Strathclyde's expertsSpotlight on: Professor Charles MacLeod

The Advanced Nuclear Research Centre (ANRC), as a 'Hub for Nuclear Research' at the University of Strathclyde, works with colleagues from various disciplines:

Professor Charles MacLeod is the Babcock International Group / Royal Academy of Engineering Chair in Sensor-Driven Automated Welding and director of the Sensor Enabled Automation & Robotics Control Hub (SEARCH).

Hear more from Charles on our YouTube channel

Charles shares with us his thoughts on the impact nuclear can make to energy and decarbonisation.

"When we look at our energy strategy in the UK and further afield internationally, we've seen significant pressures on the energy network and that's translated through to an increase in the cost of energy and bills that households are paying.

The real challenge now is as we decarbonise our network and we move to net zero. There's a significant opportunity for nuclear to play a credible and key role in both reducing the carbon content and reducing the cost of energy while improving both the economics of the argument and also the environmental factors."

Challenges in the Nuclear Sector

"I think one of the challenges that we see in the nuclear sector is some resistance to nuclear power that is there from a political and social level. As a saf, and well controllable base load energy system we should look at the opportunities and the benefits it could bring to decarbonise our network and reduce the cost of energy.

When we look at the challenges we see opportunities in the implementation of new technology. So, when we bring in advanced modular reactors and small modular reactors there are significant opportunities to bring those online quicker, and using cutting edge innovation and technology to enable that to happen sooner and at lower cost.

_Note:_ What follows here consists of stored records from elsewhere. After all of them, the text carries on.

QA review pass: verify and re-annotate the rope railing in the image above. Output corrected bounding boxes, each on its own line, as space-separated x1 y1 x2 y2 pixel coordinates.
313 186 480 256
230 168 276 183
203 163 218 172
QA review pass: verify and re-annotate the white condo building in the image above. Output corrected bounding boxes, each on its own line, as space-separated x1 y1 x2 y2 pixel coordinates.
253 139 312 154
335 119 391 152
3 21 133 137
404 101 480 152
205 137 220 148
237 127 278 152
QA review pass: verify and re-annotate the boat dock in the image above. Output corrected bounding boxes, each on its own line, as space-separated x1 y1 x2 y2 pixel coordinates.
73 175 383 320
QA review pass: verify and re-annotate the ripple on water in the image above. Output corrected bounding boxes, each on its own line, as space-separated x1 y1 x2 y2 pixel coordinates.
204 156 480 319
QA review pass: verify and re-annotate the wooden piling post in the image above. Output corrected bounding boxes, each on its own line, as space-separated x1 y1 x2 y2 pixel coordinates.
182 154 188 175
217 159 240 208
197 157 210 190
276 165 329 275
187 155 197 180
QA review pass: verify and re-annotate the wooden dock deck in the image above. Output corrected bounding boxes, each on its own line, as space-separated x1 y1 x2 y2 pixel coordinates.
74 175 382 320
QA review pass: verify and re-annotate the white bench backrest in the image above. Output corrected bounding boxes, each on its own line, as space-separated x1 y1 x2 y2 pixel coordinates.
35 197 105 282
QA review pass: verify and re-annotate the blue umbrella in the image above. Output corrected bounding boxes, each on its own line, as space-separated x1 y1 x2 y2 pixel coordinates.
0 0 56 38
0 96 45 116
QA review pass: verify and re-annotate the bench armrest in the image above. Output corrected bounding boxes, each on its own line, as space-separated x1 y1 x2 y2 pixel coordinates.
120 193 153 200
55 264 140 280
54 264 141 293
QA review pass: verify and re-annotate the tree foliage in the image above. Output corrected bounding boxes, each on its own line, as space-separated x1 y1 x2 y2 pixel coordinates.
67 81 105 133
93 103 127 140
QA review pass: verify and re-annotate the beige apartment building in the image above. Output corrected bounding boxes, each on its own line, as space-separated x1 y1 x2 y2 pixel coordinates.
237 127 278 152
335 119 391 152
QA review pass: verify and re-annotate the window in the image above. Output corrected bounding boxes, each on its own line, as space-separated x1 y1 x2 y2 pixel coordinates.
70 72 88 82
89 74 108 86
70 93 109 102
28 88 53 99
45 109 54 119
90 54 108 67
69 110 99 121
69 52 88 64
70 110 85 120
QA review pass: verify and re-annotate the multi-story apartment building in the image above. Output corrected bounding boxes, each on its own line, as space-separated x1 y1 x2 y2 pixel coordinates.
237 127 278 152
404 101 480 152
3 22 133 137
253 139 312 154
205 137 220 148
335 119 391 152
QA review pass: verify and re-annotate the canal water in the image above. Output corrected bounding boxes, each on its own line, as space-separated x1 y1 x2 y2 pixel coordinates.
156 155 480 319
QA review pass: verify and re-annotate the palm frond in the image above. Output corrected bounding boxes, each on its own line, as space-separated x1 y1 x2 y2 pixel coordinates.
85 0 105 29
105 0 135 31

Research is great at addressing challenges, including sector grand challenges, and to use research innovation to deliver meaningful change at pace and scale. We are keen to use our research, knowledge and research capabilities for advancements to better society and bring on those new energy sources quicker, cheaper, and in a safe manner."

Working with the University

‘When we look at the nuclear sector and other sectors across the University, the sum of the parts is far greater than the individual core elements. Having a coordinated strategy, both at Strathclyde, locally, nationally, and then internationally allows the world and society to fully benefit and exploit all the advantages.

The nuclear sector is not a single discipline, it's a very interdisciplinary topic. We have:

  • nuclear physicists
  • mechanical engineers
  • electrical engineers
  • software engineers
  • civil engineers
  • and many more other engineers.

"One solution and one discipline aren’t going solve our grand challenges and bring that safe, environmentally friendly and low-cost energy system.

Working together we can solve the grand challenges much quicker and much more effectively."

Future of Research in the ANRC

"At Strathclyde University the Advanced Nuclear Research Centre is the focal point for nuclear research within the university. It's a significant, research capability and predominantly focused on through-life asset management, from cradle to grave, improving the operational performance of nuclear power plants from design operation through to decommissioning. At Strathclyde, we cover that full research gamut with particular strengths in:

  • data analytics
  • AI
  • industrial informatics inspection
  • concrete remediation and sensing.

This variety of disciplines benefits that through life asset management model.

One of the very interesting things with Strathclyde was that we were founded in the Enlightenment, as a ‘place of useful learning’ and with that we look to deliver real impact to society at pace and at scale.

We do that by working with our industrial partnerships and fundamental researchers, who are grounded in reality and driven by industrial challenges. We then translate that through the technology readiness levels and proving that up, building confidence and getting innovation out into industry as quickly as possible to benefit society."